Más importancia tiene para una persona honorable verse sometido todos los días a una descalificación dilatada, hiriente en lo personal y dolorosa para su entorno familiar. Es difícil definir el marco vital en el que se coloca al servidor público, al menos a las personas decentes, en el ejercicio de sus funciones, al encontrarse con el desprestigio reciente de la clase política y, en general, de la cosa pública.

El cargo político había dejado de ofrecer compensación de clase alguna, un fenómeno relativamente nuevo. Hasta entonces, daba igual ser ministro o consejero autonómico o cualquier otro cargo político, porque participar en la política era un privilegio personal y social que el dinero no podía comprar ni vender.
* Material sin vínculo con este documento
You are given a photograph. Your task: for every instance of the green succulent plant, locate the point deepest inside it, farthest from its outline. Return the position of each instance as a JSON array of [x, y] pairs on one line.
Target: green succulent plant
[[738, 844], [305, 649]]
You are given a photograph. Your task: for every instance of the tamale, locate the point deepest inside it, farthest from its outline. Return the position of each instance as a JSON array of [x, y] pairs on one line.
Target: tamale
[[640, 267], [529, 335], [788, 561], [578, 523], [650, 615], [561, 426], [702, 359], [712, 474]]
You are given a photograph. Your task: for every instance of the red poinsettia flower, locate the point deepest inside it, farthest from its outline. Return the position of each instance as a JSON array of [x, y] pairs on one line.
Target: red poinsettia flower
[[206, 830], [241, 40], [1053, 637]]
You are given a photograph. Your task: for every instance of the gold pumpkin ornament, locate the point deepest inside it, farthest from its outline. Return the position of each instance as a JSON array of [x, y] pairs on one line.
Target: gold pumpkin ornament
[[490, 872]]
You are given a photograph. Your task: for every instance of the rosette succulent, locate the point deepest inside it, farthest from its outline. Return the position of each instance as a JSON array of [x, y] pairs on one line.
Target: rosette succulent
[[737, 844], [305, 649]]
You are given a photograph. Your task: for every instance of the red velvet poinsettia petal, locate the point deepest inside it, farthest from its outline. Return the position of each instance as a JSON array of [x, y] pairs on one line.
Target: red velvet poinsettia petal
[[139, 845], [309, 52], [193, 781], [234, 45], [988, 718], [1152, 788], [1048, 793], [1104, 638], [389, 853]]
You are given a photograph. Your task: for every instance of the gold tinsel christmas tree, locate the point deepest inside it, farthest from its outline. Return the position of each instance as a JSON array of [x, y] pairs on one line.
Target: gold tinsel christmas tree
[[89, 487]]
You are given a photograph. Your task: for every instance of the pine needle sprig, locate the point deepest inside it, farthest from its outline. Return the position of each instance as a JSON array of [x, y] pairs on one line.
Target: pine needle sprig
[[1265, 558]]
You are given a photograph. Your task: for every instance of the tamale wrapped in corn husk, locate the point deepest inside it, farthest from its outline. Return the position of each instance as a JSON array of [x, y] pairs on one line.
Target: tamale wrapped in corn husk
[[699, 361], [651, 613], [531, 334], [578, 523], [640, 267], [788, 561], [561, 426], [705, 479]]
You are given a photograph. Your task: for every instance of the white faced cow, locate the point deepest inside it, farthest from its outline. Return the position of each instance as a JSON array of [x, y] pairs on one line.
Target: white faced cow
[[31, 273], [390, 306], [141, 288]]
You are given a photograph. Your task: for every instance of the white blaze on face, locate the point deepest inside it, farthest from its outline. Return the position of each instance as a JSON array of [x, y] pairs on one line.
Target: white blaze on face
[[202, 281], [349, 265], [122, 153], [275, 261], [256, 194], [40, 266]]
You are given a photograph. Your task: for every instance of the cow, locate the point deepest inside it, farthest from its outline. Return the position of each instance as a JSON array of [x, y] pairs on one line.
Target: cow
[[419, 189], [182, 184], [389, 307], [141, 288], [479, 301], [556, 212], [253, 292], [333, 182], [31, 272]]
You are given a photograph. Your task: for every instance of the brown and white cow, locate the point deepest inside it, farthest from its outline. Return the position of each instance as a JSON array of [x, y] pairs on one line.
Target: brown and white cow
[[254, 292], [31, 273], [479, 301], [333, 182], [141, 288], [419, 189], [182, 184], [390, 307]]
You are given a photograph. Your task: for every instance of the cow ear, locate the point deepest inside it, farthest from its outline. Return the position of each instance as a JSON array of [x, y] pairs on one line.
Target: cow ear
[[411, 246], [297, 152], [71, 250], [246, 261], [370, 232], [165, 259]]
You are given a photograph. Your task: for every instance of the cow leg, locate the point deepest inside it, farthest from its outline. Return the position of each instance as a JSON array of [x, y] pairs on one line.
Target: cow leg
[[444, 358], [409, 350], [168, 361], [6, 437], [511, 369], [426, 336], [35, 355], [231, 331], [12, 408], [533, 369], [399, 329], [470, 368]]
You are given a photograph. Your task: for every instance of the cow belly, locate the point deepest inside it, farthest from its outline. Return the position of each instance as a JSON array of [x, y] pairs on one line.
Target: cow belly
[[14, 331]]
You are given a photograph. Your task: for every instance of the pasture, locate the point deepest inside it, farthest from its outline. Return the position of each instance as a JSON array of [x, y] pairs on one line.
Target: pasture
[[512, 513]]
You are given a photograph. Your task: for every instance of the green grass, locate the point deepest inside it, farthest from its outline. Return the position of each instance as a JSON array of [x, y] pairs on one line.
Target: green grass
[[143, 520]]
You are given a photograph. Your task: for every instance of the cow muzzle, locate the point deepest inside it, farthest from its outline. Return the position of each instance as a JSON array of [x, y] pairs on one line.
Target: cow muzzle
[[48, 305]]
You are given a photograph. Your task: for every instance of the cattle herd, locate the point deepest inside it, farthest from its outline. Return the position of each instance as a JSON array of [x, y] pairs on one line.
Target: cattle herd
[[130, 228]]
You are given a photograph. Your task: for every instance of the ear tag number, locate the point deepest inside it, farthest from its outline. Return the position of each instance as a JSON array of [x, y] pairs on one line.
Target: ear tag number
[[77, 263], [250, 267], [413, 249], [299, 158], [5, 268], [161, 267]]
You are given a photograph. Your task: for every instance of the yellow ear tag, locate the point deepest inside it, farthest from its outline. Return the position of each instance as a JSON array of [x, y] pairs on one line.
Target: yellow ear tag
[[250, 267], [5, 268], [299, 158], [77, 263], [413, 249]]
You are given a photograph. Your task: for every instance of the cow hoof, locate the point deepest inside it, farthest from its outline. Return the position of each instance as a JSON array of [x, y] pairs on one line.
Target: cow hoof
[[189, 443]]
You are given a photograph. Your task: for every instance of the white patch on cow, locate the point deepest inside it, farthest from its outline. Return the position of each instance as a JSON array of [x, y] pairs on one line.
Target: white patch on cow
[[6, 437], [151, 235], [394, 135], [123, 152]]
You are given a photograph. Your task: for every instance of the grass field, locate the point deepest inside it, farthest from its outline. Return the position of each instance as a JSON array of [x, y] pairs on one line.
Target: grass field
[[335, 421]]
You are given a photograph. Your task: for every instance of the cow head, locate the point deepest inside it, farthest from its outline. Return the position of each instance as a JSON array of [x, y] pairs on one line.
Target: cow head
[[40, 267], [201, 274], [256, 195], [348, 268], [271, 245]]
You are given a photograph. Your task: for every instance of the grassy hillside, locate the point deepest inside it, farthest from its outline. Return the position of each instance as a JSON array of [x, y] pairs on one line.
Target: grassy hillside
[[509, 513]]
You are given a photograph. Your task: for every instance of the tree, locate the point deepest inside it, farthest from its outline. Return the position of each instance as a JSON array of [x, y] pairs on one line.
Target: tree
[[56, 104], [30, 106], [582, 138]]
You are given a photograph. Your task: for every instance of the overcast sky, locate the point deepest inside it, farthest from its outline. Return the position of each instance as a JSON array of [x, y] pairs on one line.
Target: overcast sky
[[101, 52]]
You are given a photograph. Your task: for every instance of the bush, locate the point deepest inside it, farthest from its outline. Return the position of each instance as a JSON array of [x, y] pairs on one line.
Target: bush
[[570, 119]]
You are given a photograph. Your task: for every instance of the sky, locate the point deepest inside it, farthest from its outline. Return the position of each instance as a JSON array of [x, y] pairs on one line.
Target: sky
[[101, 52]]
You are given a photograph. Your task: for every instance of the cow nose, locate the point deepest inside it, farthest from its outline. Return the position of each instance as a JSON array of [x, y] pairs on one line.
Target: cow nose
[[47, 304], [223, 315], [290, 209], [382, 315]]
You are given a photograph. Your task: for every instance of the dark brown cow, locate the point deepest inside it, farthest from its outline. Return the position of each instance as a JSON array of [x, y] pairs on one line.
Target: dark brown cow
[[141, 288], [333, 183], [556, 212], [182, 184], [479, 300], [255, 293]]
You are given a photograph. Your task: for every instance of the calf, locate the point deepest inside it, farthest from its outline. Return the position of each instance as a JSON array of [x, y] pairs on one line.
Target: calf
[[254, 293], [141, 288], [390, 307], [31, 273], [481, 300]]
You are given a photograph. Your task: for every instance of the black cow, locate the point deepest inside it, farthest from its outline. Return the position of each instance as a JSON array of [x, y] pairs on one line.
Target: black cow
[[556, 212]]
El único antídoto era, y se fue reduciendo, trabajar por objetivos concretos y entendibles, no dejarse guiar por los medios de comunicación que, en pequeñas dosis son saludables pero que, en consumos excesivos, pueden torcer el rumbo de las decisiones, e incluso impedirlas.

Los que nos hemos pasado la vida predicando nuestro evangelio progresista nos encontramos con otra crisis, aún más profunda, que es la crisis de la socialdemocracia, que malvive en el clima general de desprestigio de la política. La socialdemocracia, que llegó a considerarse la única alternativa del feroz capitalismo, tiene en el tiempo presente poco que decir, poco que aportar. Desde su inicial posición privilegiada se ha ido deteriorando hasta el punto de que la única cuestión a debate, en muchos casos, se reduce a precisar si estamos en un bache temporal o si estamos ante un declive definitivo. La paradoja estriba en que coexisten el desconcierto y la incertidumbre por un lado y, por otro, la ilusión y las expectativas de futuro que determinaron su auge y desarrollo en el pasado. Se está produciendo la abrumadora hegemonía de un presente que, a través del continuo bombardeo de noticias en tiempo real, ha eliminado toda visibilidad del largo plazo y reducido al mínimo el espacio intelectual necesario para realizar un verdadero debate. El porvenir no cotiza, pues ofrece mayor incertidumbre que expectativas por lo que se va imponiendo una única respuesta: «Surfear» a lomos del olvido las olas del pasado, lo que garantiza infaliblemente que se deje de creer en el futuro convertido ya en una construcción psicológica colectiva. Formamos parte de un escenario histórico en el que debemos elegir un tipo de valores que ayuden a fomentar la convivencia. Las viejas ideologías tradicionales, si quieren recuperar su influencia, deben comenzar por reconocer los profundos e inexorables cambios sociales y económicos que se van produciendo en el tiempo actual. Y, al mismo tiempo, sostener sin recelos ni complejos, el legado «socialista» en su aportación incuestionable en bienestar social. Sanidad, educación, servicios sociales pero asumiendo, además, los valores encarnados en el verdadero liberalismo político: la persona, el ciudadano, por encima del colectivo. Una condición previa es desterrar de nuestra vida cotidiana la nostalgia del tiempo pasado. Desde esos parámetros podemos empezar a imaginar un verdadero debate democrático. El medio para recuperar algún día el prestigio perdido de la política.